JuliaLang / Distributed.jl

Create and control multiple Julia processes remotely for distributed computing. Ships as a Julia stdlib.
https://docs.julialang.org/en/v1/stdlib/Distributed/
MIT License
23 stars 9 forks source link

`Distributed.send_msg()` silently drops messages containing methods not defined on workers #58

Open staticfloat opened 5 years ago

staticfloat commented 5 years ago

Example:

using Distributed
import Distributed: worker_from_id, MsgHeader, RemoteDoMsg, send_msg
w = worker_from_id(addprocs(1)[1])

# Put `@everwhere` before this to get it to work
print_message(args...) = println(args...)

# This works
send_msg(w, MsgHeader(), RemoteDoMsg(println, ("hello!",), ()))

# This doesn't
send_msg(w, MsgHeader(), RemoteDoMsg(print_message, ("hello!",), ()))

If you put @everywhere before the definition of print_message then everything works; but if you don't, there is no error; the worker just silently ignores it. I would expect an error to tell me what went wrong. I'm not sure at what point things are going wrong; it does not appear to be a runtime error, as this occurs even when I am sending a message to call a function that is defined, but it is supposed to invoke a callback that may not be defined. Example:

using Distributed
import Distributed: worker_from_id, MsgHeader, RemoteDoMsg, send_msg
w = worker_from_id(addprocs(1)[1])

@everywhere function do_work(callback, args...)
    @info("Within do_work!")
    callback(args...)
end

# Put `@everwhere` before this to get it to work
print_message(args...) = println(args...)

# This works
send_msg(w, MsgHeader(), RemoteDoMsg(do_work, (println, "hello!",), ()))

# This doesn't
send_msg(w, MsgHeader(), RemoteDoMsg(do_work, (print_message, "hello!",), ()))

Notice how the "Within do_work" message is not emitted in the second case.

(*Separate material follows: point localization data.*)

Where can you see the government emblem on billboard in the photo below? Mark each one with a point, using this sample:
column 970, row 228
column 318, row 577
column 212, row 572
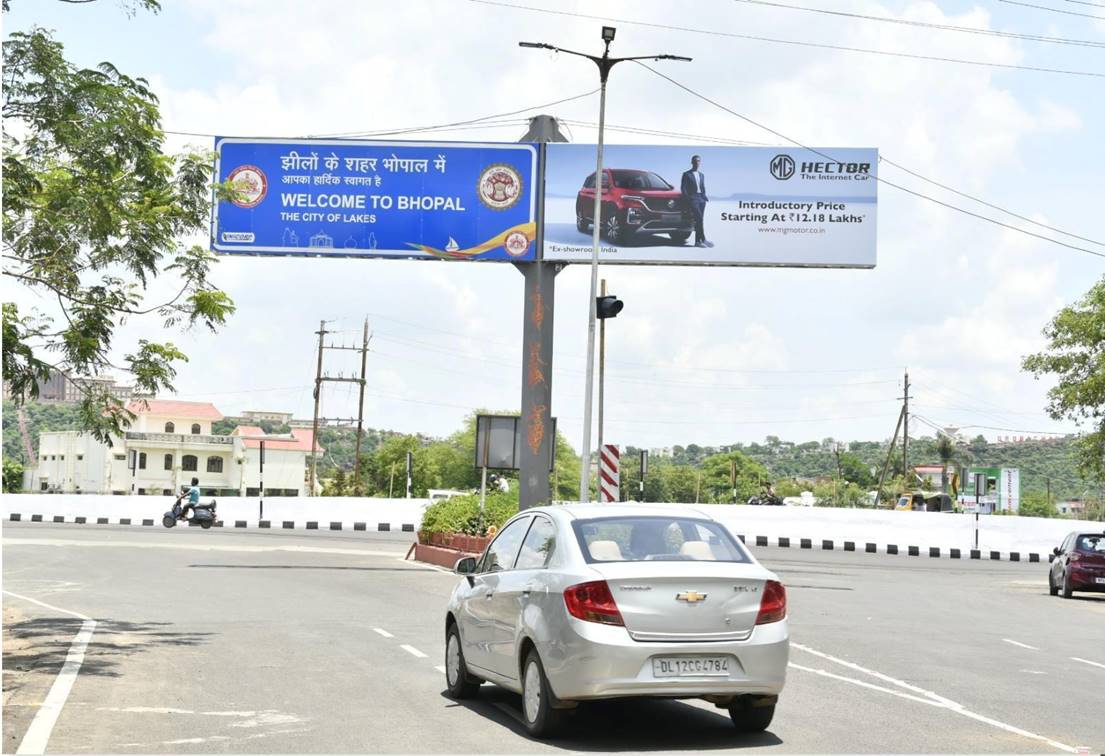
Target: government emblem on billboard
column 250, row 186
column 500, row 187
column 516, row 244
column 782, row 167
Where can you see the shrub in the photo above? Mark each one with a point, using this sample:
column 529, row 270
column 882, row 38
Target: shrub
column 461, row 514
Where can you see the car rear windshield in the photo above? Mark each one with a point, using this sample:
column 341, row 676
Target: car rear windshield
column 1093, row 543
column 655, row 538
column 639, row 179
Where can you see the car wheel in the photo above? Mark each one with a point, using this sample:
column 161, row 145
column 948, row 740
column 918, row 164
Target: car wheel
column 614, row 229
column 456, row 672
column 749, row 715
column 537, row 712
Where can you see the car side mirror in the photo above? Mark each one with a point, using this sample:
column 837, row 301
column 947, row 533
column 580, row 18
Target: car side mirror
column 466, row 566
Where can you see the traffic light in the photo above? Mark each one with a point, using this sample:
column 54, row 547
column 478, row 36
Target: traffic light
column 608, row 306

My best guess is that something in the serialization code is throwing an error and that error is getting swallowed, but I haven't had time to debug this fully.

affans commented 5 years ago

My related? issue here: https://github.com/JuliaLang/julia/issues/30558 In my case, the error was that Julia versions were different from head node and compute nodes which the error message correctly identifies, but what's printed on screen (and stdout) is vastly different.

staticfloat commented 5 years ago

In this case the versions of Julia are the same, so I don’t think these two issues are related.

affans commented 5 years ago

I should really edit that issue. I was trying to highlight that the error I was supposed to be seeing error("Version read failed. Connection closed by peer.") was getting swallowed somewhere in the sequence of syncs and asyncs … which by the time I saw the error was completely uninformative to the actual issue.

Reading your issue again, it does seem its not related. But from discourse discussions, it does seem that Distributed has a few of these of "disappearing" problems.

amitmurthy commented 5 years ago

This is because remote_do does not return any response to the caller. In your example above:

remotecall will result in an error when the response is fetched unlike in the case of remote_do.

julia> fetch(remotecall(print_message, 2, ("dd",)))
ERROR: On worker 2:
UndefVarError: #print_message not defined
deserialize_datatype at /Users/amitm/Julia/julia/usr/share/julia/stdlib/v1.1/Serialization/src/Serialization.jl:1051
handle_deserialize at /Users/amitm/Julia/julia/usr/share/julia/stdlib/v1.1/Serialization/src/Serialization.jl:743
deserialize at /Users/amitm/Julia/julia/usr/share/julia/stdlib/v1.1/Serialization/src/Serialization.jl:703

Regular errors in the case of remote_do are printed to stderr as mentioned in the doc - https://docs.julialang.org/en/v1/stdlib/Distributed/#Distributed.remote_do-Tuple{Any,Integer,Vararg{Any,N}%20where%20N} .

julia> remote_do(()->error("dd"), 2)
Any[]

julia>       From worker 2: dd
      From worker 2:    error(::String) at ./error.jl:33
      From worker 2:    (::getfield(Serialization.__deserialized_types__, Symbol("##29#30")))() at ./REPL[97]:1
      From worker 2:    (::getfield(Distributed, Symbol("##120#122")){Distributed.RemoteDoMsg})() at /Users/amitm/Julia/julia/usr/share/julia/stdlib/v1.1/Distributed/src/process_messages.jl:313
      From worker 2:    run_work_thunk(::getfield(Distributed, Symbol("##120#122")){Distributed.RemoteDoMsg}, ::Bool) at /Users/amitm/Julia/julia/usr/share/julia/stdlib/v1.1/Distributed/src/process_messages.jl:79

However, it appears that deserialization errors are not being printed to stderr for remote_do. It should have the same behavior as for regular errors.